This distinguishing is one of the most fundamental basic mental factors. Without it we can’t possibly make any sense of a whole field of vision, a mental field or whatever. It allows us to specify one object from everything else around it or anything else. That’s why the translation as recognition doesn’t work here. Recognition is that we knew it before and it doesn’t have that. For instance, an infant can distinguish hot and cold, hungry and not hungry, light and dark. It doesn’t mean that they have words for it or recognize it. It’s very basic; worms can do that. That’s what distinguishing is about. Without it, there is no way of dealing with the world.
[Pause]
That’s what we’re talking about with that aggregate. Remember that in the discussion of the five aggregates, it has to apply to worms as well, not just humans.
This distinguishing has to do with very basic things like you mentioned, dark or light. Are these categories that any sentient being would distinguish?
In the Karma Kagyu usage of it, it involves categories. In other presentations, like the Gelugpa presentation, it doesn’t necessarily imply categories at all. It just distinguishes this colored shape from that colored shape. It doesn’t put it into any category and doesn’t give it a word.
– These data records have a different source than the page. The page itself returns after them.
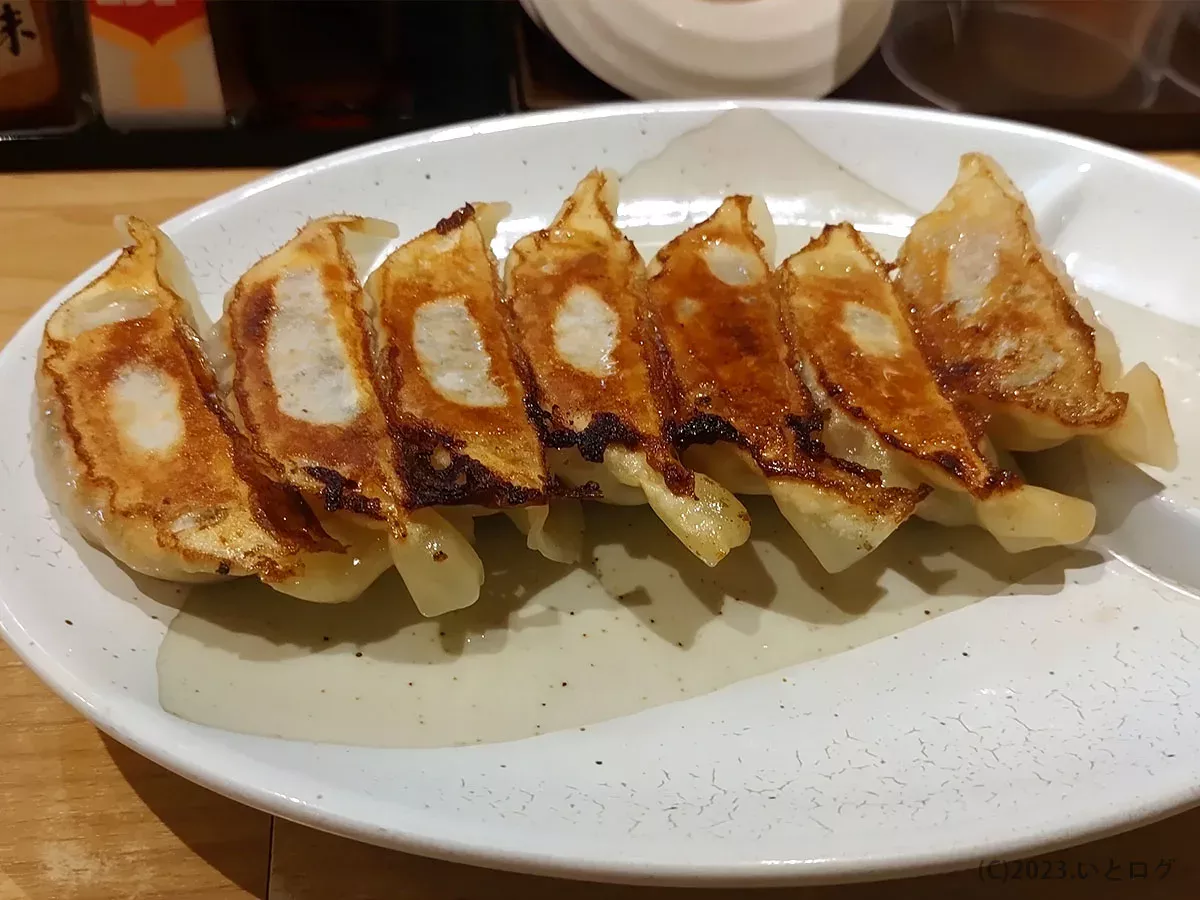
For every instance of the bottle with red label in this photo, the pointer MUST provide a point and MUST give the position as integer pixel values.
(41, 85)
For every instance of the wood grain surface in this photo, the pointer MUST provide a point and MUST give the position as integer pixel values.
(83, 817)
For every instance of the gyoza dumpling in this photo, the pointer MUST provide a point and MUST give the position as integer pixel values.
(886, 409)
(145, 460)
(451, 385)
(1001, 323)
(303, 381)
(576, 295)
(713, 300)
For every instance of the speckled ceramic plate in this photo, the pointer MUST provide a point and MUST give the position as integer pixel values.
(1061, 709)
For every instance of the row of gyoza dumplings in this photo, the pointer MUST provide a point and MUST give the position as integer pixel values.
(403, 403)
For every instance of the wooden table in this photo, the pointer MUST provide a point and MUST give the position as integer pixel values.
(81, 816)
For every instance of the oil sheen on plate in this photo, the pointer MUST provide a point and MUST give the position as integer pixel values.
(642, 623)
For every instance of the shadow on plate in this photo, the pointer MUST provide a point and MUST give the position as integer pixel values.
(629, 559)
(231, 838)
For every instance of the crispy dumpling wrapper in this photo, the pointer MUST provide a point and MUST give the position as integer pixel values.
(717, 315)
(303, 377)
(886, 409)
(1001, 323)
(148, 462)
(451, 382)
(576, 297)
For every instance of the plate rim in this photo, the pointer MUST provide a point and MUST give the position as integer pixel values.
(244, 787)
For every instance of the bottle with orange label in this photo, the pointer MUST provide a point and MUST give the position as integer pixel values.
(155, 64)
(41, 83)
But even in the Kagyu presentation, it doesn’t necessarily apply a word. However, it is also distinguishing one category from another category. For example, the category of apples as opposed to the category of oranges, cats or dogs. Dog would also be distinguished from cold and from anything not dog.
Two Levels of Distinguishing
There are two levels of distinguishing. There’s distinguishing the categories; categories have what is known as composite features, a composite of all the items that are in it. This would be distinguishing the category of dog from the category of cat. But then, with specific items, we distinguish one item from another item, such as right hand from left hand, this dog from that dog. It works on both levels. We have distinguishing with what’s called specifically characterized phenomenon, specific items; and then we have distinguishing with generally categorized phenomenon, that’s a technical term, and that’s the categories.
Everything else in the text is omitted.